The U.S. is Following-Up with Pakistan Military’s Course of Action [Editorial]
The Commander of the United States Central Command (Centcom) based in Bahrain, General James Mattis, had arrived on August 16 in Islamabad for a two-day visit, which is a follow- up on the recent visit of the Inter-Services Intelligence (ISI) Chief, General Zaheerul Islam to Washington, D.C. General Mattis is expected to meet with both civilian and military leadership of Pakistan to exchange ideas of mutual interest in military cooperation between both the countries. Some skeptics are viewing this visit as a last minute tactic from the U.S. to convince Pakistan Army to include the Haqqani network in its soon to begin military operation in North Waziristan Agency. Whereas, Pakistan military wants to focus on rooting out Tehreek-e-Taliban Pakistan (TTP), something at which Pakistan Army is already engaged in since the beginning of this year.

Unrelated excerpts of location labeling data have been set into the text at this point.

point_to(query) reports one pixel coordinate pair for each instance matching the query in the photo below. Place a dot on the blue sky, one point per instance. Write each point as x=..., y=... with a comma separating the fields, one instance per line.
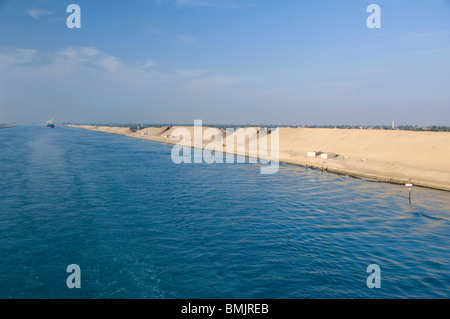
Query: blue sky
x=226, y=61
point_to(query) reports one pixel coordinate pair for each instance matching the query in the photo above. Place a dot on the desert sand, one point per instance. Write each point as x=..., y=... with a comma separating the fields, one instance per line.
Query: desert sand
x=394, y=156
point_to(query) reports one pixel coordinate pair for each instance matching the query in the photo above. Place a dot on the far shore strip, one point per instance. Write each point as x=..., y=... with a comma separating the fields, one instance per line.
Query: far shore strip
x=400, y=157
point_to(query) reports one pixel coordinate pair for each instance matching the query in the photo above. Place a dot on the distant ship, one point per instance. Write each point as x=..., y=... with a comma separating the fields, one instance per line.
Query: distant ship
x=50, y=123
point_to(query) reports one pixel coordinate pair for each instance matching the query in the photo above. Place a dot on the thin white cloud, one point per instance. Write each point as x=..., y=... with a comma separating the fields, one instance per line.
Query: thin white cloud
x=148, y=64
x=214, y=3
x=37, y=13
x=86, y=57
x=11, y=56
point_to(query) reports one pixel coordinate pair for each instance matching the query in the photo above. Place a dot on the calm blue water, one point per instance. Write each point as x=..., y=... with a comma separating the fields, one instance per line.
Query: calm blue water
x=140, y=226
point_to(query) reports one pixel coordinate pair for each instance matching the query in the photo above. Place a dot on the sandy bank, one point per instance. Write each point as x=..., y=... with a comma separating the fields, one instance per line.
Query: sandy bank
x=422, y=158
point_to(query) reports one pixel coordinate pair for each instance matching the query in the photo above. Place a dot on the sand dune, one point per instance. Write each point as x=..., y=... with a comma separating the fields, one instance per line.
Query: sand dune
x=422, y=158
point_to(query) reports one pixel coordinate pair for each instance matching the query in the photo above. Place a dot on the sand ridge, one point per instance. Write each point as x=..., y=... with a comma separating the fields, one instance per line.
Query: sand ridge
x=422, y=158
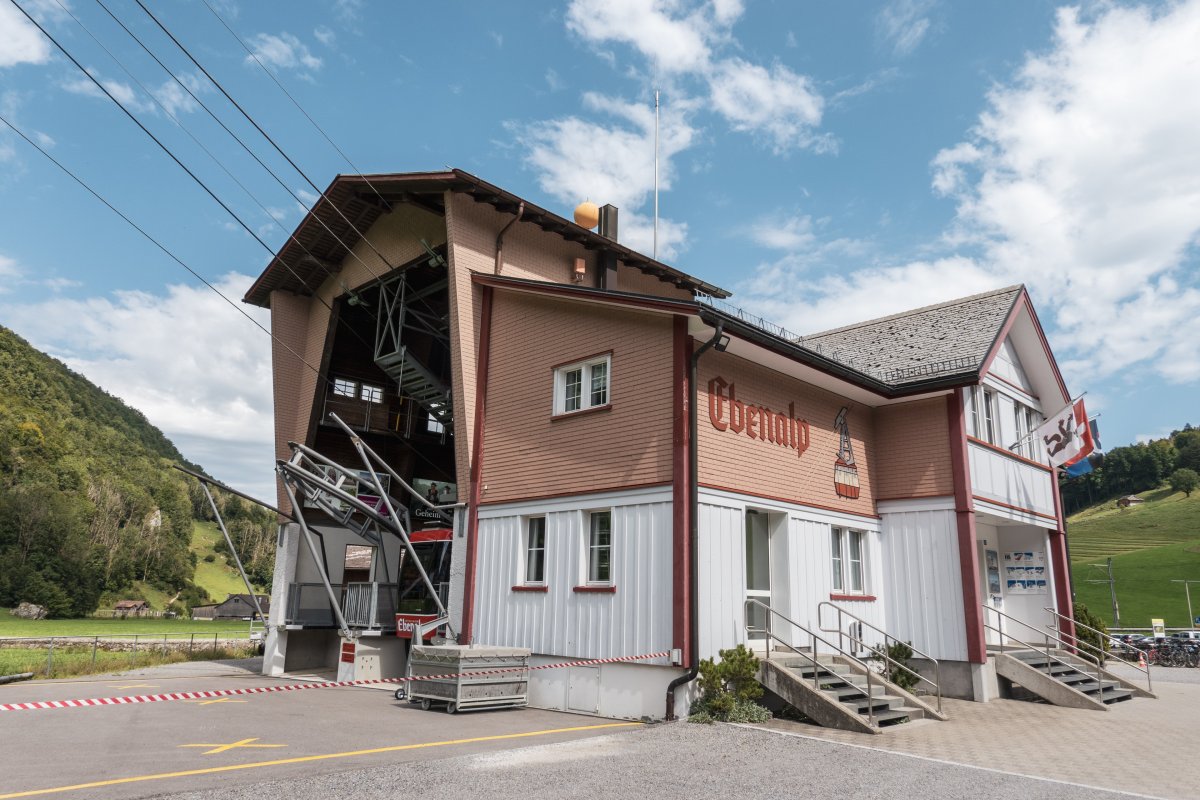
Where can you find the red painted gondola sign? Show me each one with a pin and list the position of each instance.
(845, 471)
(755, 421)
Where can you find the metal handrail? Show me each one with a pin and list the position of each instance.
(1103, 635)
(1047, 636)
(887, 639)
(811, 657)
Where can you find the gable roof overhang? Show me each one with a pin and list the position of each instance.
(353, 203)
(750, 342)
(1024, 329)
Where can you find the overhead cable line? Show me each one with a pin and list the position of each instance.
(268, 137)
(153, 240)
(321, 378)
(184, 127)
(289, 96)
(172, 155)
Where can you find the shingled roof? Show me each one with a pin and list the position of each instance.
(913, 346)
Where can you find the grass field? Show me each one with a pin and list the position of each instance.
(82, 660)
(219, 577)
(11, 625)
(1151, 545)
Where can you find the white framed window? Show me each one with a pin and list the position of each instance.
(582, 385)
(535, 551)
(849, 560)
(985, 414)
(599, 548)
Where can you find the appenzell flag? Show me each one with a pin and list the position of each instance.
(1067, 437)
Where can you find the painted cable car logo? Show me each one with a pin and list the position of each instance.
(845, 471)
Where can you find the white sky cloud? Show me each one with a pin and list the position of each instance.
(21, 42)
(282, 52)
(197, 368)
(1081, 179)
(904, 24)
(778, 103)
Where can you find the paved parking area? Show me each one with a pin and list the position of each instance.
(147, 749)
(1140, 746)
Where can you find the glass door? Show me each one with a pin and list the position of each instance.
(757, 573)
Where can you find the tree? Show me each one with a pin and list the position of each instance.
(1185, 480)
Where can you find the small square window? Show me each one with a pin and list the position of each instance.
(583, 385)
(535, 549)
(847, 560)
(600, 547)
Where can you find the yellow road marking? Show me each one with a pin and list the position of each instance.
(301, 759)
(221, 749)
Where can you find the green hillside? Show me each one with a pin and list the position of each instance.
(90, 506)
(1151, 545)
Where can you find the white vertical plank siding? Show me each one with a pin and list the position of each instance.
(1009, 481)
(921, 555)
(561, 621)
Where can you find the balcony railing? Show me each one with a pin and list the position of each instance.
(370, 605)
(364, 605)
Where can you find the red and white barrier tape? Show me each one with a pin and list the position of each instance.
(288, 687)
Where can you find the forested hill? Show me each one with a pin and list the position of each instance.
(88, 499)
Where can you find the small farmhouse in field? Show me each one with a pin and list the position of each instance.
(234, 607)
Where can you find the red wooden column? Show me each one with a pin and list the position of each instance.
(969, 557)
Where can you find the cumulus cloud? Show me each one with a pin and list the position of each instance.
(282, 52)
(903, 24)
(21, 42)
(1081, 180)
(196, 367)
(610, 161)
(778, 103)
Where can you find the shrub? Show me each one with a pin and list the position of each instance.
(900, 653)
(729, 689)
(1091, 644)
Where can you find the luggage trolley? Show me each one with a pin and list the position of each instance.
(474, 687)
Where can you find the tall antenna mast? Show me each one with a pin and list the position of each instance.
(655, 174)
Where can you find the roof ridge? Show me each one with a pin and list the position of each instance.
(912, 312)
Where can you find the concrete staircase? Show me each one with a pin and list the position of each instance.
(1065, 679)
(834, 695)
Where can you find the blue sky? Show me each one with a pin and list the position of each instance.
(827, 162)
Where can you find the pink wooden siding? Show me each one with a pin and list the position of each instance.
(912, 457)
(527, 452)
(741, 463)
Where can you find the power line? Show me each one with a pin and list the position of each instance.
(321, 378)
(268, 137)
(294, 101)
(151, 239)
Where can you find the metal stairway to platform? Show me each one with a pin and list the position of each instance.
(834, 689)
(397, 313)
(1056, 672)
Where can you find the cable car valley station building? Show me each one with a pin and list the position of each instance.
(498, 427)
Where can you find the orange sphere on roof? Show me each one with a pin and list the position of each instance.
(587, 215)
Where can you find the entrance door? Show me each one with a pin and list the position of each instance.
(991, 591)
(757, 576)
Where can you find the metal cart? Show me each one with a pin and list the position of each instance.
(474, 687)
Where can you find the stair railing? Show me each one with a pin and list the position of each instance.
(1047, 636)
(1103, 637)
(888, 639)
(811, 657)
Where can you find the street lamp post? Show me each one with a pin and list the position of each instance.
(1187, 590)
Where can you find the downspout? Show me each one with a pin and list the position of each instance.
(693, 524)
(499, 238)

The annihilation of the Haqqani network is of interest to the U.S. because the International Security Assistance Force (ISAF) is being attacked by its members from their safe haven at Pakistan-Afghanistan border. But beyond the Pak-Afghan border, in Afghanistan, is safe haven for TTP members which launch attack against Pakistan. The common tactics of war include surrounding the enemy from all sides so that it cannot escape. For this to happen, the U.S. must
cooperate with Pakistan Army in sealing the Afghanistan border so that this time TTP does not flee away. The U.S. has shown lack of reliability in this matter before when Pakistan Army could have succeeded in its military operation in South Waziristan Agency.

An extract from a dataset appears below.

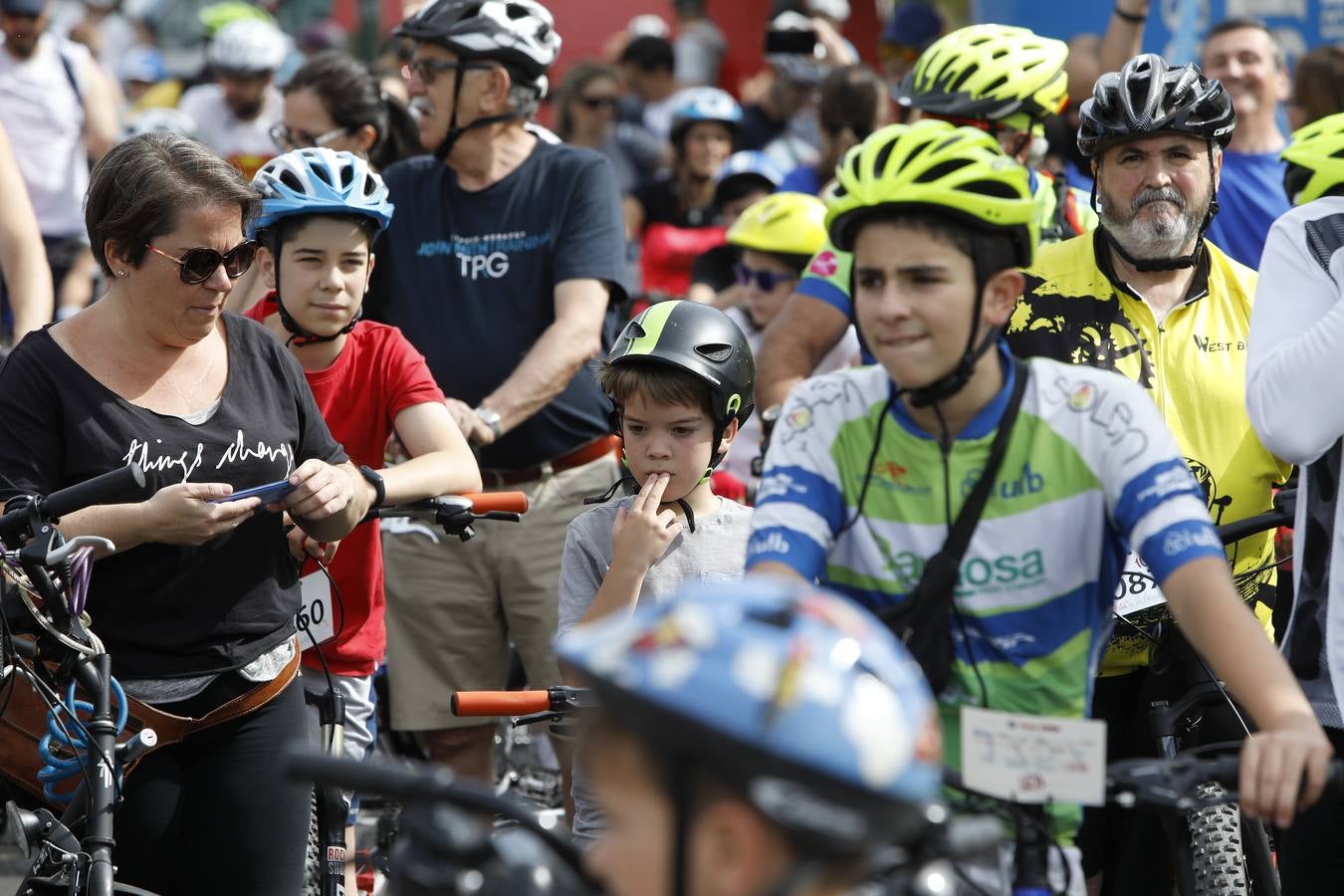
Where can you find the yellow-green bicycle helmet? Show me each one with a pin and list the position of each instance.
(990, 73)
(930, 164)
(783, 223)
(1314, 160)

Without this assistance from the ISAF and Afghan National Army (ANA), Pakistan military should not be expected to make any new commitment whilst it fulfills one mission smoothly. Already Pakistan military has shared its plans of launching a new operation in the tribal belt region without specifying its exactitude. With such hands full, Pakistan Army cannot be demanded to simultaneously get involved in another battle with the Haqqani network. If this visit
by General Mattis would incorporate these points in the agenda to be discussed, it would help fight the War on Terror.
On the Independence Day of Pakistan, in the conventional, yet significant, speech by General Ashfaq Parvez Kayani in Kakul, the “right themes” have been touched upon according to the Chairman of U.S. Joint Chiefs of Staff, General Martin E. Dempsey, which highlight the overall view and approach of Pakistan military on fighting the War on Terror. This immediate acknowledgement by the U.S. military chief after the recognition of Pakistan military’s efforts in fighting terrorism by the U.S. Defense Secretary Leon Panetta recently means that new stepping stones are being built to pave the way for future cooperation between the two militaries. This would only help the cause of the U.S. and Pakistan armies, as well as benefit political relations between the two allies.
At least now Washington realizes that Pakistan military understands the challenge it faces from the militancy it was previously mistaken about and is taking the right action with its public’s support. By supporting choices made by Pakistan military’s leadership, the U.S. could earn the accolade of a true ally in front of the Pakistani nation. It is also a move forward on part of the U.S. to accept the cross border attacks on Pakistani military posts and other areas as a real menace created by TTP. The reopening of the NATO supply routes into Afghanistan from Pakistan has convinced the U.S. to itself confess what Pakistan has been asserting for long. In short, the U.S. is finally following-up with Pakistan military’s course of action.